The Four-Part Description (Use Every Time)
When you look at any histogram, describe:
- Shape — Symmetric or skewed? Unimodal, bimodal, or uniform?
- Center — Where is the approximate middle?
- Spread — How wide is the distribution? (Range from min to max)
- Unusual features — Any outliers? Gaps? Clusters?
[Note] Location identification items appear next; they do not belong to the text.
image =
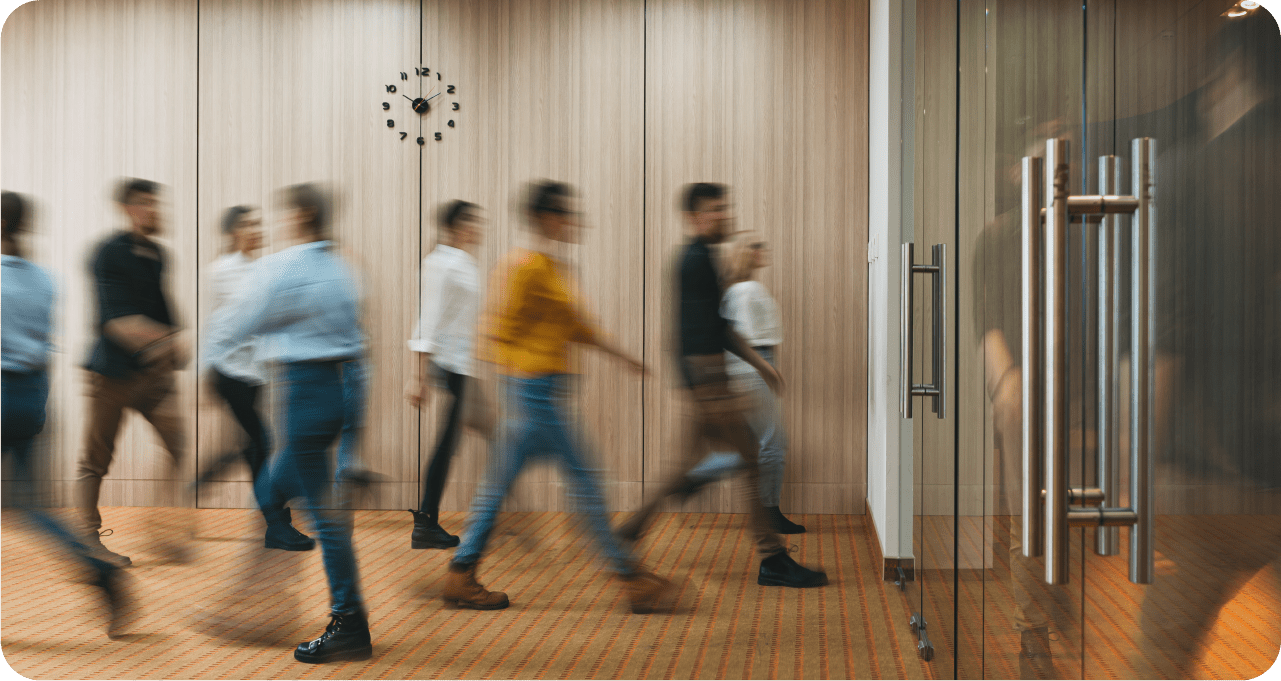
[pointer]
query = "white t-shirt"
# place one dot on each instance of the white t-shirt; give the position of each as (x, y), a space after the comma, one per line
(447, 314)
(228, 277)
(755, 316)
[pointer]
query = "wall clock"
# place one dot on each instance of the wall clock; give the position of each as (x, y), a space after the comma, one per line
(425, 109)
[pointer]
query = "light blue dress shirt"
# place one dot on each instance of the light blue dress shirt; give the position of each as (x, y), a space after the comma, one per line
(304, 302)
(26, 315)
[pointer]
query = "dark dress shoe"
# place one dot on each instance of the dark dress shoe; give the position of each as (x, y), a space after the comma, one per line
(782, 524)
(346, 638)
(428, 533)
(281, 533)
(780, 570)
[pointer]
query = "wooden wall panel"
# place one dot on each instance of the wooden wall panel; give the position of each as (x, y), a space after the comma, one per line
(625, 100)
(755, 96)
(90, 94)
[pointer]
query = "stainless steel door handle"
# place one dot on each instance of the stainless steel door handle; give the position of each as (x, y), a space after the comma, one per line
(938, 333)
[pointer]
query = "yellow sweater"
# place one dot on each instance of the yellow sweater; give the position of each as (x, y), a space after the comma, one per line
(532, 316)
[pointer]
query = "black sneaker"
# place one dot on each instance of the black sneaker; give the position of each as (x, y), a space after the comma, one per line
(428, 533)
(346, 638)
(117, 588)
(782, 524)
(780, 570)
(281, 534)
(95, 548)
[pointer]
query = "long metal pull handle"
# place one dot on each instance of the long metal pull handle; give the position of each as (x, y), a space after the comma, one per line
(938, 352)
(1057, 154)
(1107, 539)
(940, 327)
(1142, 359)
(905, 366)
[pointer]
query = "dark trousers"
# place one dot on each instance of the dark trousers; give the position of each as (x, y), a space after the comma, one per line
(242, 401)
(313, 421)
(22, 402)
(438, 469)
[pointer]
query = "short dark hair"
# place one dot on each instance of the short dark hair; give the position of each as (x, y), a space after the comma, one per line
(454, 211)
(700, 191)
(232, 216)
(545, 197)
(131, 187)
(311, 199)
(13, 211)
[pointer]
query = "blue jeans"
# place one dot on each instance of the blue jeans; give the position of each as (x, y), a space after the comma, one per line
(354, 415)
(22, 416)
(313, 420)
(533, 426)
(766, 421)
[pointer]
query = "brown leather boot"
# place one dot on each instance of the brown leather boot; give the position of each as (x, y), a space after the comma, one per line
(463, 590)
(650, 593)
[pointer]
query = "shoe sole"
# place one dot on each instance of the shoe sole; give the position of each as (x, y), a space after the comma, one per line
(286, 547)
(477, 606)
(360, 653)
(433, 544)
(764, 581)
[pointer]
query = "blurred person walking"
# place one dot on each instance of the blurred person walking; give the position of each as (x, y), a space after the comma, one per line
(718, 414)
(304, 300)
(27, 301)
(533, 314)
(443, 342)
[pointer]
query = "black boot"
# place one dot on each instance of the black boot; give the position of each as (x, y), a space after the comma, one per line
(428, 533)
(782, 524)
(346, 638)
(780, 570)
(281, 533)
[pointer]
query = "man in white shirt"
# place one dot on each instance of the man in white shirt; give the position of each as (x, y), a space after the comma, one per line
(240, 376)
(443, 341)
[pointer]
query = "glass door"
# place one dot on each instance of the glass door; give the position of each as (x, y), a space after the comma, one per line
(1101, 499)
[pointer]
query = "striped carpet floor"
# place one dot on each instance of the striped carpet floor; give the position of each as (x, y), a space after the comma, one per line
(235, 611)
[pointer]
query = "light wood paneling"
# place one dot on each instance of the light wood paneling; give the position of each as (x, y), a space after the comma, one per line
(91, 92)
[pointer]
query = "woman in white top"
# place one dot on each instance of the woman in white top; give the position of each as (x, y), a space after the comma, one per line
(443, 341)
(240, 378)
(750, 307)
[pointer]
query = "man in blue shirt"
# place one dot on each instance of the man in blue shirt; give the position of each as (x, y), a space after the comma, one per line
(27, 304)
(137, 351)
(304, 302)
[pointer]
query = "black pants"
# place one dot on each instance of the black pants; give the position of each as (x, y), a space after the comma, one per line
(242, 400)
(433, 485)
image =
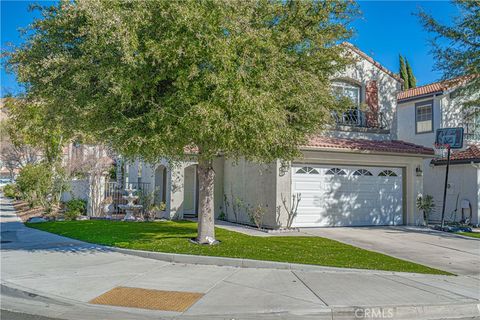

Example: "The distribution of watch times is skewed right and unimodal, centered around 25-30 minutes, with a spread from 5 to 180 minutes. A few outliers beyond 120 minutes represent binge-watching sessions."
Common Graphing Mistakes
| Mistake | The Problem | The Fix |
|---|---|---|
| Truncated axis | Bar heights don't reflect true ratios | Start bar chart axes at zero |
| 3D effects | Perspective distortion skews comparisons | Always use 2D charts |
| Unequal bin widths | Wider bins appear more prominent | Use equal-width bins |
| Wrong graph type | E.g., histogram for categorical data | Match graph to variable type |
| Too many pie slices | Impossible to compare similar-sized slices | Limit to 5 categories or use a bar chart |
| Missing labels | Reader can't interpret the graph | Always include title, axis labels, and units |
Python Quick Reference
import pandas as pd
import matplotlib.pyplot as plt
import seaborn as sns
# Bar chart (categorical variable)
sns.countplot(data=df, x='category_column', color='steelblue')
plt.title('Title')
plt.xlabel('X Label')
plt.ylabel('Count')
plt.show()
# Histogram (numerical variable)
sns.histplot(data=df, x='number_column', bins=15, edgecolor='white')
plt.title('Title')
plt.xlabel('X Label (units)')
plt.ylabel('Frequency')
plt.show()
# Overlaid histograms (comparing groups)
sns.histplot(data=df, x='number_column', hue='group_column',
bins=10, alpha=0.5, edgecolor='white')
plt.show()
Key Terms
| Term | Definition |
|---|---|
| Histogram | Numerical data divided into equal-width bins, displayed as touching bars |
| Bar chart | Categorical data displayed as separate bars with gaps |
| Pie chart | Proportions shown as slices of a circle |
| Stem-and-leaf plot | Data split into stems and leaves, preserving exact values |
| Frequency distribution | Table organizing data into classes with counts |
| Relative frequency | Proportion of observations in a class (count / total) |
| Distribution shape | Overall pattern of a histogram (symmetric, skewed, etc.) |
| Symmetric | Left and right sides are approximately mirror images |
| Skewed right | Longer tail extends toward larger values |
| Skewed left | Longer tail extends toward smaller values |
| Unimodal | Distribution with one peak |
| Bimodal | Distribution with two peaks |
| Outlier | Observation far from the rest of the data |
The One Thing to Remember
If you forget everything else from this chapter, remember this:
A single number can never fully describe a dataset. Two distributions can have the same mean but completely different shapes — and completely different stories. Always look at the shape. The shape is the story.